In 1901 he took the last five Derbyshire wickets in 11 balls without conceding a run. His most productive season with the ball was 1904, when he took 106 wickets at 26.16, the only occasion when he reached 100 wickets. He took five wickets or more in an innings 11 times that season, and ten or more in a match on three occasions. In 1907 against Nottinghamshire he and Walter Mead bowled unchanged through both innings. From 1910 to 1913 he played in no more than nine matches in any season, but as late as 1920 – when he became 45 years of age – he surprisingly took 62 wickets at 22.59, including the best innings figures of his career, 7/33. He only played in four matches in 1921, his final year and benefit season.

== Umpiring career ==
He umpired in one match in 1920, and then – following his retirement as a player – regularly from 1921 to 1939. His five Tests were in 1924 (two matches, England v South Africa), 1926 (one match, England v Australia), 1937 (one match, England v New Zealand) and 1939 (one match, England v West Indies). He was also due to stand in the 1938 England v Australia match at Old Trafford, but it was abandoned without a ball being bowled.

He was renowned for his witticisms. When a batsman protested that he was not out, Reeves responded: "Weren't you? Wait till you see the papers in the morning." When he thought that a bowler was appealing too often, he observed: "There's only one man who appeals more than you do." "Oh, who's that?" the bowler innocently asked. "Doctor Barnardo," said Reeves.

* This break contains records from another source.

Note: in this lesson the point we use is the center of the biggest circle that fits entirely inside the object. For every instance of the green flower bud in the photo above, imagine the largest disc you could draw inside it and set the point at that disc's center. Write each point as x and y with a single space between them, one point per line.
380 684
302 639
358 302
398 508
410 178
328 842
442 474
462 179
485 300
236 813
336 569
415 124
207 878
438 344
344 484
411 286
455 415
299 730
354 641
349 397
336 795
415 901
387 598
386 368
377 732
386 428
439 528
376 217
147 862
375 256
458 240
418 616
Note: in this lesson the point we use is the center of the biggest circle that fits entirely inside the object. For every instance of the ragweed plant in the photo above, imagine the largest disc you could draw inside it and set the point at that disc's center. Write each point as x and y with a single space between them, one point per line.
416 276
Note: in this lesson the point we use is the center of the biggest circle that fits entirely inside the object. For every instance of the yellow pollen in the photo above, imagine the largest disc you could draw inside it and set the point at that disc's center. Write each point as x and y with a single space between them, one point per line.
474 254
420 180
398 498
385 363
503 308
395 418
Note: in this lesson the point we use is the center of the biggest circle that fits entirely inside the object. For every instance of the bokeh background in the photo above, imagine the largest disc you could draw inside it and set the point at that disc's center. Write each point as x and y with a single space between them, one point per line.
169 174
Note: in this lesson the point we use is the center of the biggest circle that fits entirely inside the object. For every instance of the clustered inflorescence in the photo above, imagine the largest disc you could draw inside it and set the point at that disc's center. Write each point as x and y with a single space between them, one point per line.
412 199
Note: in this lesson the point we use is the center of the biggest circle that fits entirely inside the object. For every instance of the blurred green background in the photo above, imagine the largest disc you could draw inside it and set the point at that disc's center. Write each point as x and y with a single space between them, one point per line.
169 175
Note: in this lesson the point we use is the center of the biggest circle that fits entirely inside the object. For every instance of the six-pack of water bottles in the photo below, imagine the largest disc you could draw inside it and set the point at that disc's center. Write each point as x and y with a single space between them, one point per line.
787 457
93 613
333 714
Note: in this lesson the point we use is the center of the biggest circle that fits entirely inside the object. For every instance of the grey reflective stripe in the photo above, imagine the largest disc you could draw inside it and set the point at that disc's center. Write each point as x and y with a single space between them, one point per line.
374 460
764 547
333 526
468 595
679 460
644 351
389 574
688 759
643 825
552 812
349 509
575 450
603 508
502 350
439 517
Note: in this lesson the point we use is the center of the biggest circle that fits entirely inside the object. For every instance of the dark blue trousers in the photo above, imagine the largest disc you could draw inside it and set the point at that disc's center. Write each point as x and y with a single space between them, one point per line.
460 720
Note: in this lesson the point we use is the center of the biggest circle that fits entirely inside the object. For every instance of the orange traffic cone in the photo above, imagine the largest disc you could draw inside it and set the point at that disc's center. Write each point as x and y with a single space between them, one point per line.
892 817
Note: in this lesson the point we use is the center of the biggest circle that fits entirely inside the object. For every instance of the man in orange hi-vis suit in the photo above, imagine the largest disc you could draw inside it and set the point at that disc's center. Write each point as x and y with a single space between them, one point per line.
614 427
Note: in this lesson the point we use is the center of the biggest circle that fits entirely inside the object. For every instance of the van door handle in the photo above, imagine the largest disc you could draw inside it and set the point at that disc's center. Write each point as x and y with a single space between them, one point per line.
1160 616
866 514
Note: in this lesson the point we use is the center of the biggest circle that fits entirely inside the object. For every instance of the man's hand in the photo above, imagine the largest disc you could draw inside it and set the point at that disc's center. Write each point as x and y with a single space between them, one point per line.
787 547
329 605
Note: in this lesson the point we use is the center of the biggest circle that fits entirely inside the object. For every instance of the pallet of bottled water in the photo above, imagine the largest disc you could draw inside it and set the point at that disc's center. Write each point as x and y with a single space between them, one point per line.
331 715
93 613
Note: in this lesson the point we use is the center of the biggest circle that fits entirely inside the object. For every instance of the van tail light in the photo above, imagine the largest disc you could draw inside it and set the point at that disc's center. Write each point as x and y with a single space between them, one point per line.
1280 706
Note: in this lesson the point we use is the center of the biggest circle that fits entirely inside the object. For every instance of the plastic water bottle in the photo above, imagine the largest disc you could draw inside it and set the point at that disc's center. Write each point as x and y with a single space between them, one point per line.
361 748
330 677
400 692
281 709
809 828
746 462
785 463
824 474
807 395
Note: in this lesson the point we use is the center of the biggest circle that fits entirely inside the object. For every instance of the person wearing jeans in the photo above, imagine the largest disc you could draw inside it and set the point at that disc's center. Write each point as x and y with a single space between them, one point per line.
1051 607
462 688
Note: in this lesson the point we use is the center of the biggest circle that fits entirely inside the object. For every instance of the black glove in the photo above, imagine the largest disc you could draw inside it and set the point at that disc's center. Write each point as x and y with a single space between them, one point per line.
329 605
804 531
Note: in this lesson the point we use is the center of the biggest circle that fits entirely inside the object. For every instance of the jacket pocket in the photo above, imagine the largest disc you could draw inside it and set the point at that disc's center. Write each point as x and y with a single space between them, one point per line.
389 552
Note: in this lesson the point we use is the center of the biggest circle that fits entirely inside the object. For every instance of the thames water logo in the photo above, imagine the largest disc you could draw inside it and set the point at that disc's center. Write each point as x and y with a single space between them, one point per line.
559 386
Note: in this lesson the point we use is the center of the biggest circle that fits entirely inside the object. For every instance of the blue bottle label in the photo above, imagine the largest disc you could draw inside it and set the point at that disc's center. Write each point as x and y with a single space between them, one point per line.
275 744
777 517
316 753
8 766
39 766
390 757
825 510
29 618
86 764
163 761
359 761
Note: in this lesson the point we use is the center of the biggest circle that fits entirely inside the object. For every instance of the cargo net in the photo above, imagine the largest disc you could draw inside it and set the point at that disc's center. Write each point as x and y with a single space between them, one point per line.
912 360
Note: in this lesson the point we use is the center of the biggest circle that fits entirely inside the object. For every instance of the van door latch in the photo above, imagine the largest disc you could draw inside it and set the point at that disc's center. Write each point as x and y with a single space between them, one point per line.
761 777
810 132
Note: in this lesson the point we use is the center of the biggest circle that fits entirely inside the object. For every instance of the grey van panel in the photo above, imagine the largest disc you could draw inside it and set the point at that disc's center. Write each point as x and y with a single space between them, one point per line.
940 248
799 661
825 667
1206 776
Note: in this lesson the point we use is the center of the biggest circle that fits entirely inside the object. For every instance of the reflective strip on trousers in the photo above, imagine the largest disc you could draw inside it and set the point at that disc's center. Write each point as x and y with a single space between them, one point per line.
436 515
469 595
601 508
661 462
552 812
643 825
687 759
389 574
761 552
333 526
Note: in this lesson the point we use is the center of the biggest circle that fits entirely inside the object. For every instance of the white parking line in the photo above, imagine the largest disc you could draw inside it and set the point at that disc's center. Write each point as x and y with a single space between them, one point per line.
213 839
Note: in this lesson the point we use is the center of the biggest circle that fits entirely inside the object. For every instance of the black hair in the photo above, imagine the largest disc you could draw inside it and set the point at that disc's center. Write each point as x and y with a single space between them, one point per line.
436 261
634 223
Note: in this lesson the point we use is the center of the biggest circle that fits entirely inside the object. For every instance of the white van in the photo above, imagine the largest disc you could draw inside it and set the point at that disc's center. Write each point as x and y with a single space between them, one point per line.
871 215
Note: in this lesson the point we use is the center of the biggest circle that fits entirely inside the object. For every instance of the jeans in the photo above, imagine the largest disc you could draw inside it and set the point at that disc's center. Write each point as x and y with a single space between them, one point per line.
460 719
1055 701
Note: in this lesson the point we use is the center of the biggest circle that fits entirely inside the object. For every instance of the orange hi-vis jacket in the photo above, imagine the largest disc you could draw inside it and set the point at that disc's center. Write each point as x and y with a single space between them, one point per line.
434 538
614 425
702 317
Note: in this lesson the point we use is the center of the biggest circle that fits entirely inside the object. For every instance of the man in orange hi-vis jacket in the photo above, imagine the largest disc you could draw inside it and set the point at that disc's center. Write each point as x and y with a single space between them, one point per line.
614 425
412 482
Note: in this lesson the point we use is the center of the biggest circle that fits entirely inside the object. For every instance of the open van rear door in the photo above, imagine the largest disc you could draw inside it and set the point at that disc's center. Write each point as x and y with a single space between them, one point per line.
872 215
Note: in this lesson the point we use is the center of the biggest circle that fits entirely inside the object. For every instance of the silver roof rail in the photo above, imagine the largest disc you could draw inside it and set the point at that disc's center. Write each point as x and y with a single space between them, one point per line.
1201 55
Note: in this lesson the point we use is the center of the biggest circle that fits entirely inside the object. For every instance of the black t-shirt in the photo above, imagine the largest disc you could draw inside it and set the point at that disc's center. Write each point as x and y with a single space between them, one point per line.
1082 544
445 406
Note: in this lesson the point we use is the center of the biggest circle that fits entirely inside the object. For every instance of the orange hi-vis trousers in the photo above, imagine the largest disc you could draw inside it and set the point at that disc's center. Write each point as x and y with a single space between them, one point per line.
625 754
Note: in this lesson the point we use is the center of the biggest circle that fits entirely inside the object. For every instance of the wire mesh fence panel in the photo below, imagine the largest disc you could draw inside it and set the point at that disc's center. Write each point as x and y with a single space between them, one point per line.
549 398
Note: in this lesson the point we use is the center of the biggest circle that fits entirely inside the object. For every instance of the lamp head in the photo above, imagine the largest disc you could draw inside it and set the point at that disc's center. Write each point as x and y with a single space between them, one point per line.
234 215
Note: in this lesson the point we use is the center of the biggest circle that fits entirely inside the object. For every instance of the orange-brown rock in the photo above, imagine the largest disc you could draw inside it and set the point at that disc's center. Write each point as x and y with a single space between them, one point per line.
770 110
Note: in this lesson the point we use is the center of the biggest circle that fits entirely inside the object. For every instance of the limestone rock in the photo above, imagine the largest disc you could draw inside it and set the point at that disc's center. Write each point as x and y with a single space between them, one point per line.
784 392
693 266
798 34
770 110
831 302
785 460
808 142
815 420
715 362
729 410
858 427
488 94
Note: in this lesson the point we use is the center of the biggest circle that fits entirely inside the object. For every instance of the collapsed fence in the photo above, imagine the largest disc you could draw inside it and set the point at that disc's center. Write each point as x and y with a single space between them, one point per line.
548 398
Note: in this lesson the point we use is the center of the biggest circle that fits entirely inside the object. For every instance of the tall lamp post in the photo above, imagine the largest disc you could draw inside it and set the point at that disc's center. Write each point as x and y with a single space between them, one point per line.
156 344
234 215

In 1931 he got into trouble when, in a rain-affected match, he and his fellow umpire allowed the two captains to make freak declarations in order to try to produce a definite result. The authorities decided that Law 54 had been broken. As a result, he, the other umpire and both captains were summoned to Lord's. The match had been played in Wales and Reeves said: "That rule doesn't apply, sir. We were in a foreign country."